Lara Downes and Christian Sands | Credit: Lydia Daniller

Classical California, the company created last year by merging stations KDFC and KUSC, has reimagined Marshall McLuhan’s definition of radio as a hot medium with several cool concepts. They include the continuation of the SKY Concert series, held at the panoramic Barbro Osher Recital Hall, nine floors above Classical California’s studio and offices in the Bowes Center on Van Ness Avenue, in San Francisco.

On a particularly hot last Sunday afternoon, the SKY concert provided climatic relief and glasses of Miner wine to a couple hundred souls, some garbed in aloha shirts. The host of the series has been Lara Downes, who’s also the organization’s resident artist and evening on-air personality.
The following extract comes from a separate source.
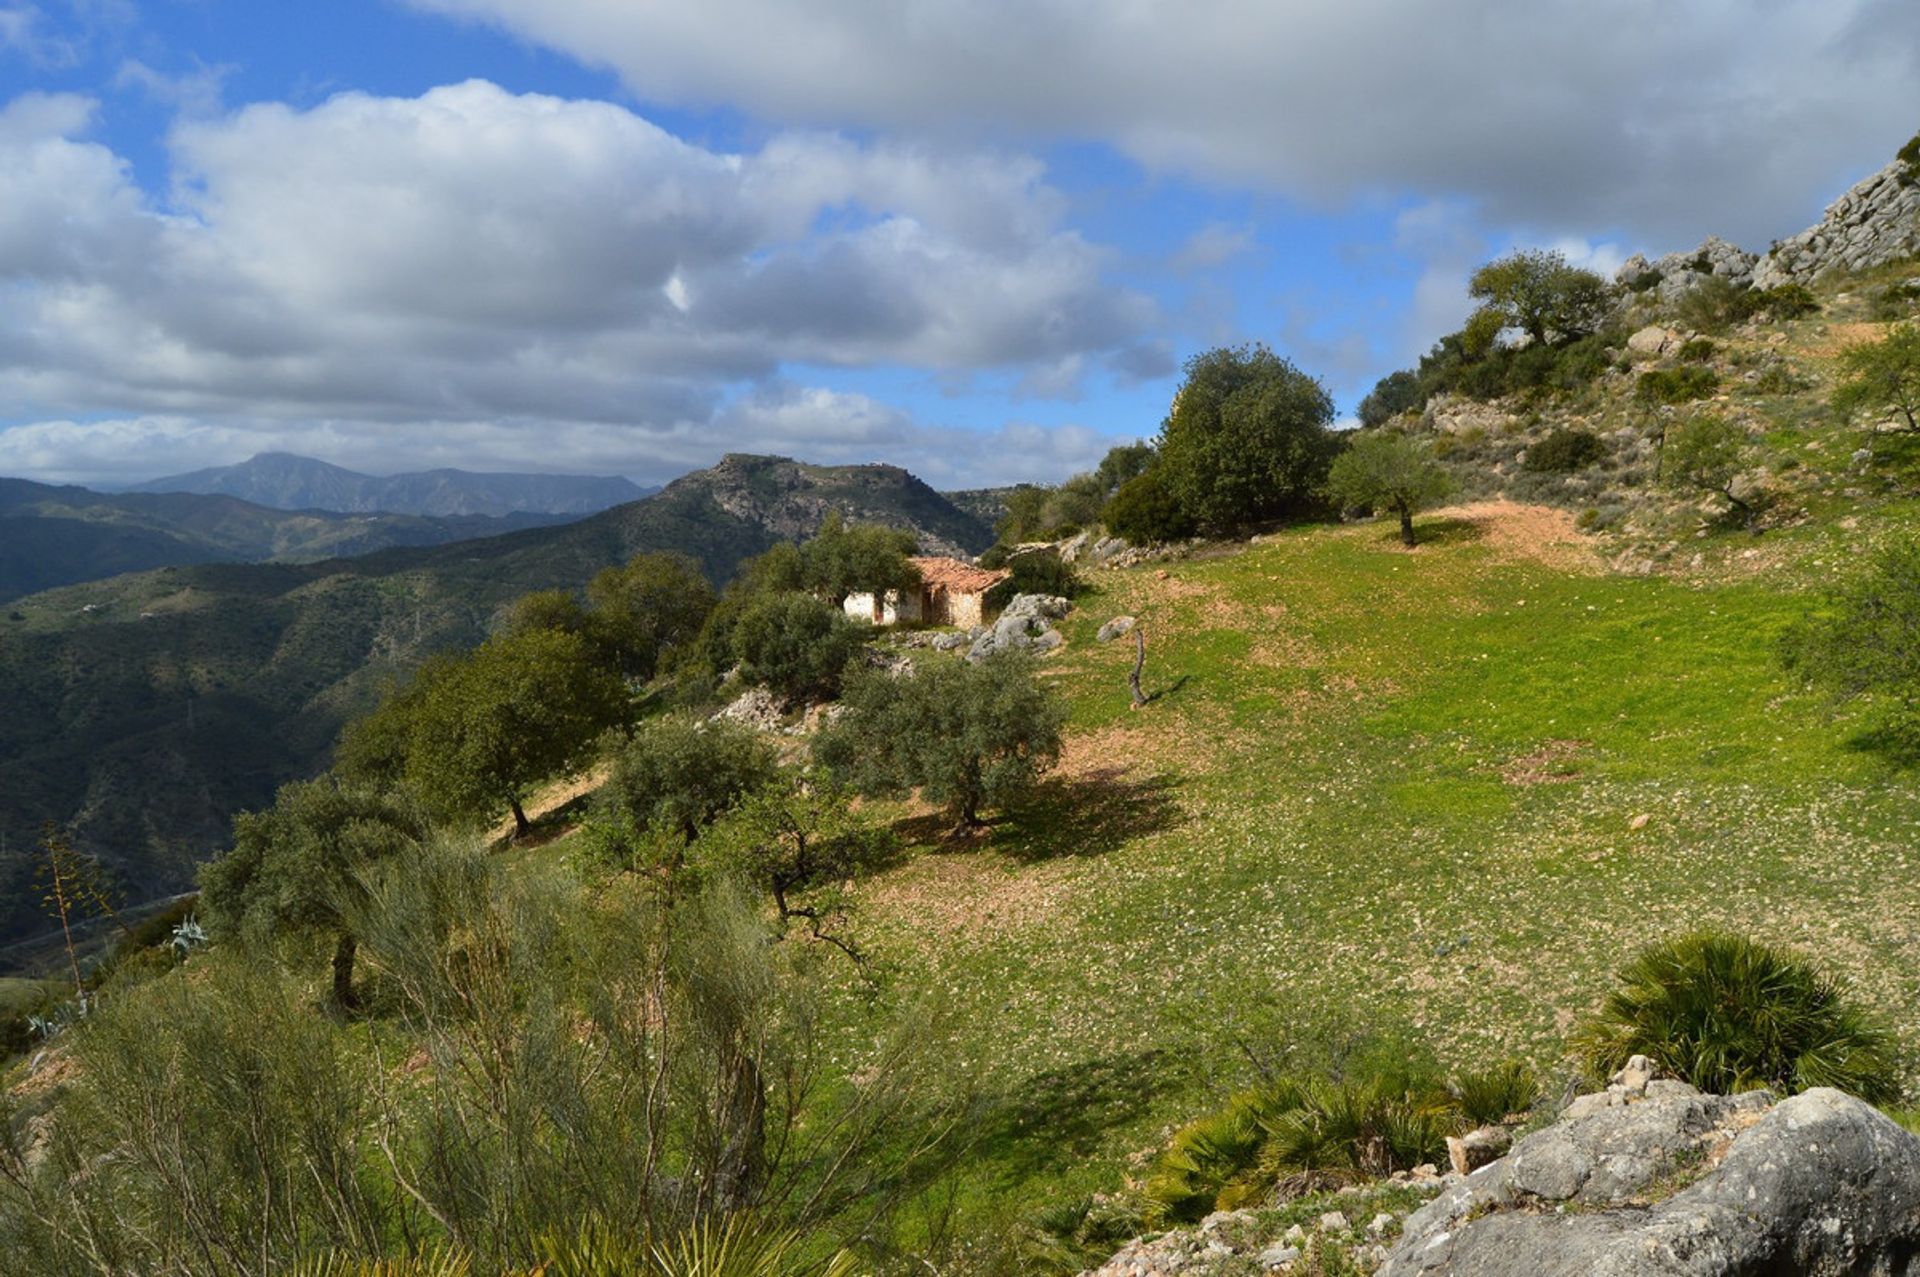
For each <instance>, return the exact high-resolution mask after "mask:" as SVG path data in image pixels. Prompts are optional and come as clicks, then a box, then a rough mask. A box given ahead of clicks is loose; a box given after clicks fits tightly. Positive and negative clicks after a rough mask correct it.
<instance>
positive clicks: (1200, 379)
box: [1135, 346, 1338, 534]
mask: <svg viewBox="0 0 1920 1277" xmlns="http://www.w3.org/2000/svg"><path fill="white" fill-rule="evenodd" d="M1331 424H1332V399H1331V398H1327V390H1325V388H1323V386H1321V384H1319V382H1317V380H1313V378H1311V376H1308V374H1306V373H1302V371H1300V369H1296V367H1294V365H1292V363H1288V361H1286V359H1281V357H1279V355H1275V353H1273V351H1271V349H1267V348H1265V346H1235V348H1229V346H1223V348H1217V349H1210V351H1204V353H1200V355H1194V357H1192V359H1188V361H1187V380H1185V382H1183V384H1181V390H1179V394H1175V396H1173V409H1171V411H1169V413H1167V419H1165V421H1164V422H1162V426H1160V444H1158V451H1160V461H1158V463H1156V467H1154V469H1156V470H1164V478H1162V482H1164V484H1165V494H1167V495H1169V497H1171V499H1173V501H1175V505H1177V507H1179V509H1181V511H1183V513H1185V515H1187V517H1188V518H1192V522H1194V524H1198V528H1200V530H1204V532H1215V534H1235V532H1242V530H1246V528H1250V526H1258V524H1261V522H1267V520H1273V518H1284V517H1288V515H1300V513H1306V511H1308V509H1309V507H1311V505H1313V497H1315V494H1317V492H1319V488H1321V484H1323V480H1325V478H1327V465H1329V463H1331V461H1332V455H1334V451H1338V444H1336V440H1334V438H1332V432H1331V430H1329V426H1331ZM1135 482H1139V480H1135Z"/></svg>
Downes, known for her advocacy and showcasing of the music of contemporary composers, including women and minorities, had engaged fellow pianist Christian Sands for a unique tandem take on the music of J.S. Bach. The pair had partnered earlier this year in performances of the Philip Glass Etudes.
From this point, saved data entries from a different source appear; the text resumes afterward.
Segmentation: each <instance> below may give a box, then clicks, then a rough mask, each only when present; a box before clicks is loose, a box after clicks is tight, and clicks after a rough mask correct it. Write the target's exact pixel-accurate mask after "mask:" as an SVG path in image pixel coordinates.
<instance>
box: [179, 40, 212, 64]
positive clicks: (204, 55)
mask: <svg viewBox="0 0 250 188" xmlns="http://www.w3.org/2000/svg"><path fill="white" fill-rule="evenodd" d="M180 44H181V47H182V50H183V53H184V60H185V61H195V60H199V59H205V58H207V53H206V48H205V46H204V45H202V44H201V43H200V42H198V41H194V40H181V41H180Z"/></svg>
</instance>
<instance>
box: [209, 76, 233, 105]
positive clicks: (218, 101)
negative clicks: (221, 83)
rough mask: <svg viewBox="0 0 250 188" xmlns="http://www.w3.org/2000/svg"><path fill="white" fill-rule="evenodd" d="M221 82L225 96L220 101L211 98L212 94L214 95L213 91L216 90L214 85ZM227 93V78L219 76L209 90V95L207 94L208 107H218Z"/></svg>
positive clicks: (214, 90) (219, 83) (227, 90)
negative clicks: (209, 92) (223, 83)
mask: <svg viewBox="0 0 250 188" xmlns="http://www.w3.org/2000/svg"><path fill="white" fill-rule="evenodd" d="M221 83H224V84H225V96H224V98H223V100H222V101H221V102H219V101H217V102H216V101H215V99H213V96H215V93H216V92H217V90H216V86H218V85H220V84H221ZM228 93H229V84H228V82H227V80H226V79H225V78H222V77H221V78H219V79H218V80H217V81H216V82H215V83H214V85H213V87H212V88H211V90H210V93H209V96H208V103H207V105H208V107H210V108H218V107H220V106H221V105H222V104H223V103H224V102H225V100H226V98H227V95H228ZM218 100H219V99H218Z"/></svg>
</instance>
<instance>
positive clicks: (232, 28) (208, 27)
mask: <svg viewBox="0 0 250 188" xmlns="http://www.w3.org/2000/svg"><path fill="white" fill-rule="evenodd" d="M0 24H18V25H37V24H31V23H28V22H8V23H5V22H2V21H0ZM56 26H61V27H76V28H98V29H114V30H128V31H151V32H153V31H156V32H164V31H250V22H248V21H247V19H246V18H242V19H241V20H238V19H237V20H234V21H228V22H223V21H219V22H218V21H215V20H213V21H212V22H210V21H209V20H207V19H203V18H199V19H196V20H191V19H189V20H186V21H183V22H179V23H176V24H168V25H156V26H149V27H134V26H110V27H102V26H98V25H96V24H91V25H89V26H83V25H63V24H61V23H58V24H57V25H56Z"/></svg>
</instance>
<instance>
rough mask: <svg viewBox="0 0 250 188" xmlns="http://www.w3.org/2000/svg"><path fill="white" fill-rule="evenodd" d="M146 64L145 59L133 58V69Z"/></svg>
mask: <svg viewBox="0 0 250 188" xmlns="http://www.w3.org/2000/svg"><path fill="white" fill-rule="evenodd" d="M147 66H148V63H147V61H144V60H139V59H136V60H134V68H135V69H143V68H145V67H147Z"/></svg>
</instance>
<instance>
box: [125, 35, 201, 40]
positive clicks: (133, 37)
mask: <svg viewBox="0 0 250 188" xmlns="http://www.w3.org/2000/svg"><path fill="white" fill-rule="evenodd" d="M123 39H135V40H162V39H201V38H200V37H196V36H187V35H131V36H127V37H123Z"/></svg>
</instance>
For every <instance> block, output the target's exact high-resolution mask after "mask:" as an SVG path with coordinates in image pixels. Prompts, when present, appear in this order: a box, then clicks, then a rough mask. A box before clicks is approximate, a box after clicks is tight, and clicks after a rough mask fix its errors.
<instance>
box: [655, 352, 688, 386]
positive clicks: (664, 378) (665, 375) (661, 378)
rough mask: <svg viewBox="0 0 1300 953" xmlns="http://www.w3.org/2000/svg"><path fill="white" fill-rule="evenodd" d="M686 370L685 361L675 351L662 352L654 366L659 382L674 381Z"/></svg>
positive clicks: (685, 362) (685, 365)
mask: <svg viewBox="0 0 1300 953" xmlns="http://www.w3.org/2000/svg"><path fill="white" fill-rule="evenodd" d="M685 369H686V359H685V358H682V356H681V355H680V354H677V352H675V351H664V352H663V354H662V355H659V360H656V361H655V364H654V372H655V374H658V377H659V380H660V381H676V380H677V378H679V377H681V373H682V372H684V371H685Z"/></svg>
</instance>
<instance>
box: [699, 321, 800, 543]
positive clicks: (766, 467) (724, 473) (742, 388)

On a couple of juxtaposed Steinways, each of Downes’s renditions of eight of Bach’s Two-Part Inventions was followed by a “reinvention” from Sands. The performance was preceded by a welcome from the president of Classical California in San Francisco, Bill Lueth, and was followed by the performers’ commentary on their project and a Q&A with the audience.

Lara Downes | Credit: Lydia Daniller

Downes’s readings were, in Inventions Nos. 1–3, rather rushed and not crisp enough, with the piano tuned slightly flat. She did better with the dancey No. 10, and paced more pleasantly on Nos. 9 and 11, displaying the emotional reflectivity of the composer.

Sands, who had been mentored in jazz piano by the late Billy Taylor and had toured with Christian McBride, was well-suited to a collaboration with Downes. In remarks, he called Bach “the first jazz musician.” But he shared with her, in the earlier of his pianistic responses, a tendency to speed and blur his approach to the keyboard, and to favor a fortissimo which occluded the composer’s cantabile intention.

Credit Sands, though, with the ability to spontaneously generate original music in the moment, incorporating melodic and dynamic aspects of the source material. His right-hand voicings were often sweet, evoking Keith Jarrett in their positioning against a left-hand ostinato — notably in his response to Invention No. 3. But his default to repetition distanced him from Bach, as did some furtive structuring of harmonic changes and improvised melodies.

Lara Downes | Credit: Lydia Daniller

Both pianists finished well on Invention No. 8, with Downes confident and Sands birthing what could be a fascinating standalone piece, his right-hand romping merrily alongside his locomotive left. This rightly earned enthusiastic applause.

Their verbal interchange was genuine and engaging. Downes noted that “we both grew up with Glenn Gould,” and testified to “a time in my life when the only thing I could listen to was the Goldberg Variations.” Widening her listening, she learned that “there are rules in jazz, and rules in Bach. And learning Bach, the ornamentations are sacred.

“That makes me think of Charlie Parker, where the ornamentations are the personality,” responded Sands. He noted that Bach “reminds me of bebop: how do you get from point A to point B without breaking the momentum.” He answered a “what is jazz?” query from an audience member with “a documentation of human experience [and] the freedom to create.”

Lara Downes | Credit: Lydia Daniller

Downes reported just finishing her new album, Hold These Truths, in connection with her Declaration Project and marking the 250th anniversary of this nation. It will be released by PENTATONE on July 3. She and Sands then returned to the Steinways for her arrangement of the Shaker hymn “Simple Gifts.”

Her interpretation was simple enough and sweet, in places mirroring Aaron Copland’s luminous arrangement in Appalachian Spring but flattening the shape of the melody a bit. Sands responded with a honeyed and folksy bouquet.

In conversation after the event, Bill Lueth confirmed that the SKY Concert series will continue in San Francisco as well as in Los Angeles and elsewhere in California. He said that Classical California is “a rare, free gateway to enjoy classical music,” now working through studios in both SF and LA, with 11 broadcast signals across the state as well as a global web presence and streaming. The multifarious Downes has her own Classical Americana program.